Summary
Is this another indication that the FLNG (Floating LNG) projects are now too expensive or that the Indonesian Government wishes greater control and local content for the LNG plant?
Analysis
The Masela gas field PSC is 100% owned by Japan's Inpex and the field is located in the Timor Sea about 800km from West Timor close to the Indonesian-Australian maritime border. It is in about 300 to 1000meters water depth and is estimated at 10tcf reserves. As the location is remote from the Indonesian domestic market the Indonesian Government and their energy agency BP MIGAS have been happy for all the gas to be exported. Indonesian legislation says that 25% of all new gas fields must be provided for domestic use but this was to be waived for the Masela field.

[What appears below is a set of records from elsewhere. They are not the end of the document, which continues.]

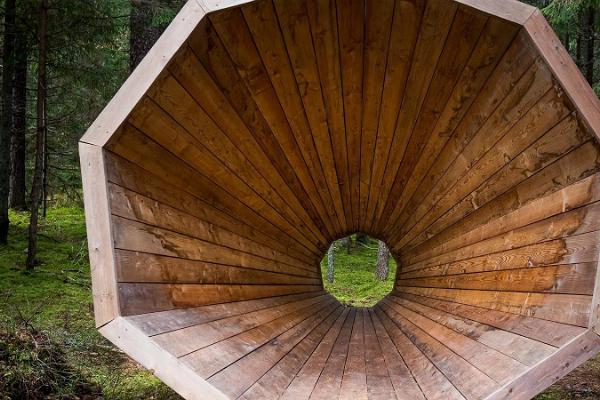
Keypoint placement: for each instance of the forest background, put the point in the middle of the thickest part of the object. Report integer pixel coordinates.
(61, 62)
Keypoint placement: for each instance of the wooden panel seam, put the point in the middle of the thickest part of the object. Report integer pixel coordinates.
(100, 235)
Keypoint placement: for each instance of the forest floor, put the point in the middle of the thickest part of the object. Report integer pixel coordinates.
(49, 347)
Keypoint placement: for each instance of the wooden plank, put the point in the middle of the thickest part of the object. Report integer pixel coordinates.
(141, 298)
(100, 236)
(295, 26)
(276, 382)
(263, 25)
(526, 351)
(305, 380)
(378, 30)
(190, 339)
(574, 249)
(516, 62)
(565, 70)
(132, 91)
(566, 279)
(496, 42)
(323, 18)
(235, 178)
(330, 380)
(351, 34)
(528, 132)
(551, 369)
(494, 364)
(354, 379)
(126, 174)
(437, 21)
(434, 384)
(510, 10)
(528, 91)
(238, 377)
(471, 382)
(167, 321)
(166, 367)
(574, 222)
(135, 267)
(130, 205)
(460, 44)
(540, 330)
(379, 383)
(214, 60)
(210, 360)
(141, 150)
(532, 187)
(135, 236)
(226, 137)
(562, 308)
(405, 386)
(403, 39)
(233, 32)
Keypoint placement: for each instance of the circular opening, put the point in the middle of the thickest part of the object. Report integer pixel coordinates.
(352, 274)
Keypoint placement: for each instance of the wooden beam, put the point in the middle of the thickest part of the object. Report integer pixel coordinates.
(162, 364)
(565, 71)
(99, 232)
(134, 89)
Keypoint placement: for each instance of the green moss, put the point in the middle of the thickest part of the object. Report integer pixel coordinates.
(355, 283)
(56, 298)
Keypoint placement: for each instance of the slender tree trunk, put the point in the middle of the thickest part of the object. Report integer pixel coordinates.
(7, 112)
(17, 179)
(143, 32)
(383, 258)
(331, 263)
(580, 35)
(590, 33)
(45, 175)
(567, 40)
(37, 189)
(362, 238)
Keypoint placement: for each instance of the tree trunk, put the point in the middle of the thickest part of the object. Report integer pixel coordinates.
(7, 112)
(18, 156)
(37, 189)
(589, 32)
(143, 32)
(362, 238)
(331, 263)
(383, 258)
(580, 35)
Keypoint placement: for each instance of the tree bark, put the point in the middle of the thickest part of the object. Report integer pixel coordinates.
(383, 258)
(37, 189)
(18, 191)
(331, 263)
(590, 33)
(143, 32)
(7, 112)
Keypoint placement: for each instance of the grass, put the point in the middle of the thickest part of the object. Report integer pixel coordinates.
(55, 304)
(56, 299)
(354, 282)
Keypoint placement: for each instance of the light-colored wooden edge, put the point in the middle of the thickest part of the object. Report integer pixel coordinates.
(510, 10)
(594, 324)
(565, 71)
(551, 369)
(100, 239)
(161, 363)
(216, 5)
(136, 86)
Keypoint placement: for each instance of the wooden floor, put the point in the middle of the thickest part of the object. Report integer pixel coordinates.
(309, 346)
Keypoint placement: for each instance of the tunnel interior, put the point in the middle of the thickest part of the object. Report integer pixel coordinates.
(281, 126)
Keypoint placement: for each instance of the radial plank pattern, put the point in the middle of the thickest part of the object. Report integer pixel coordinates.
(257, 132)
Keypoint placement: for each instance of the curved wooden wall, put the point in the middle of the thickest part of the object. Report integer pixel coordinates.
(464, 140)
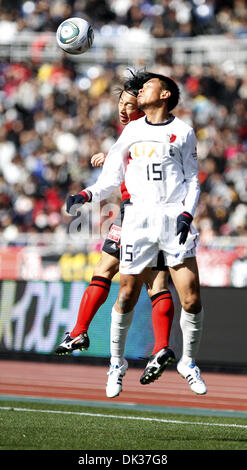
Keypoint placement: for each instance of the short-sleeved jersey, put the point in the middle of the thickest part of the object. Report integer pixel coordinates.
(157, 161)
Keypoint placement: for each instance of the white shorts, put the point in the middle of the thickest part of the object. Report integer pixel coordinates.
(146, 232)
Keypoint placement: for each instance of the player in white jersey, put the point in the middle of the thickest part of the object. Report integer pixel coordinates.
(96, 293)
(157, 157)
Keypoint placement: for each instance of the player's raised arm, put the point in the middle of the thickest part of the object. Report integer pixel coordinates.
(190, 168)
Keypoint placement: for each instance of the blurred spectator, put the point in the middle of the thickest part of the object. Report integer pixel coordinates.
(54, 116)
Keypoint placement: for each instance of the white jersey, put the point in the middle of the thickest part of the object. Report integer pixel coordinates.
(158, 163)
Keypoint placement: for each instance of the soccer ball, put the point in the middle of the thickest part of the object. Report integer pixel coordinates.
(75, 35)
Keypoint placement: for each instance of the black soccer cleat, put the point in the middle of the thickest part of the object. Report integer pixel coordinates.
(80, 342)
(156, 365)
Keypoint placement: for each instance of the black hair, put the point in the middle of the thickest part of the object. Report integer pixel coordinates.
(136, 81)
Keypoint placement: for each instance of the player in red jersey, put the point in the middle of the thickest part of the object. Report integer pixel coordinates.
(98, 290)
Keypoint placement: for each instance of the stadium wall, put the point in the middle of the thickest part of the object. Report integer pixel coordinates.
(34, 315)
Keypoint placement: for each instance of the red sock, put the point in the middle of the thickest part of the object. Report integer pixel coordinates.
(94, 296)
(162, 317)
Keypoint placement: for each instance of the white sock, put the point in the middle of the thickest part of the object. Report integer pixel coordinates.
(120, 323)
(191, 326)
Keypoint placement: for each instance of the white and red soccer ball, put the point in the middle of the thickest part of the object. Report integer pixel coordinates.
(75, 35)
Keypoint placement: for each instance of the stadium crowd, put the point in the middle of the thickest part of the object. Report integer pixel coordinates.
(53, 119)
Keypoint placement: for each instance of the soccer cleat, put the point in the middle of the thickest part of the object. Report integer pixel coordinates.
(193, 375)
(156, 365)
(115, 377)
(80, 342)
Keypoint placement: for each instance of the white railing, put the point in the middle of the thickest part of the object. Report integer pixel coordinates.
(129, 47)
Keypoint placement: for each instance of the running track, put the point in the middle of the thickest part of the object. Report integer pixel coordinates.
(87, 383)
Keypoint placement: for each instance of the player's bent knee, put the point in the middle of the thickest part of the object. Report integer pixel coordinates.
(191, 304)
(107, 267)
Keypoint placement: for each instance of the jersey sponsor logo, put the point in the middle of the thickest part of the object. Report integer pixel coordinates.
(114, 233)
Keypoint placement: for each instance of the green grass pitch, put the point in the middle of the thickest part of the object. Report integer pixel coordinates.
(54, 426)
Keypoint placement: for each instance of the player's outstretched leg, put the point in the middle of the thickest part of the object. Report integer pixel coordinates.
(156, 365)
(191, 325)
(80, 342)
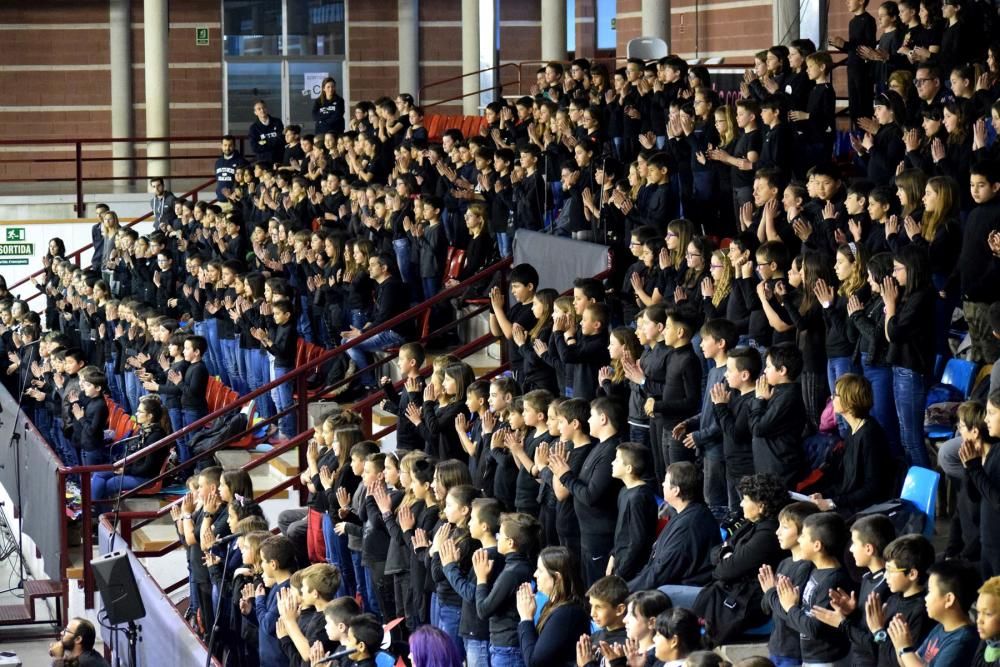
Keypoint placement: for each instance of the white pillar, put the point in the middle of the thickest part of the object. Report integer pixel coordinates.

Inpex had potentially 5 options for LNG from the field – Floating LNG deepwater; onshore on Tanimbar Islands; onshore Aru Island; Floating (offshore) at Australian Tassie Shoal and piped to the Existing Darwin LNG plant. The latter was their preferred option back in 2006 to feed train 2 at Darwin, even though the pipeline would be very long. This was vetoed by the Indonesian Government as they wanted an Indonesian project. The developed options for both Tanimbar and Aru Islands were evaluated as being not feasible for both technical and environmental reasons. In mid-2007 BP MIGAS very strongly proposed a FLNG solution be developed and then did a “back flip” at the end of the year proposing an offshore LNG plant in shallow Indonesian waters.
By mid-2008, Inpex was now actively working on a FLNG plant of 4.5mtpa with anticipated Indonesian Government approval by end of 2008 and a forecast FEED and EPC during 2009-11 with commissioning in 2015. The projected cost at this time was around $14bn but this had risen to $19.6bn by the end of the year. Of course, the economic world changed about this time and by January 2009 Inpex were saying that the costs had been massively reduced to around $10bn.
And now we come up to date with the Indonesian Government indicating preference for an onshore LNG plant on Tanimbar Islands. They believe that the cost will be significantly less (maybe 25% of the FLNG) and the 150km subsea pipeline required to be feasible as the sea was not as deep as first thought and the seabed more accommodating. However, they have asked Inpex to continue with the FLNG option while they do more investigation.
Had Inpex as the project developer been left alone to choose the best option, in compliance with the Indonesian rules and legislation, we would have a real project. As it is, we have ended up with a confused mixture of 2 possible projects with the inevitable result that timescales will be pushed further and further back. Is cost the issue? I doubt it as had it been so it would have been Inpex that would have raised the issue. This is more to do with politics and is a classic saga of Government interference in project development – I might even use it for an educational case study!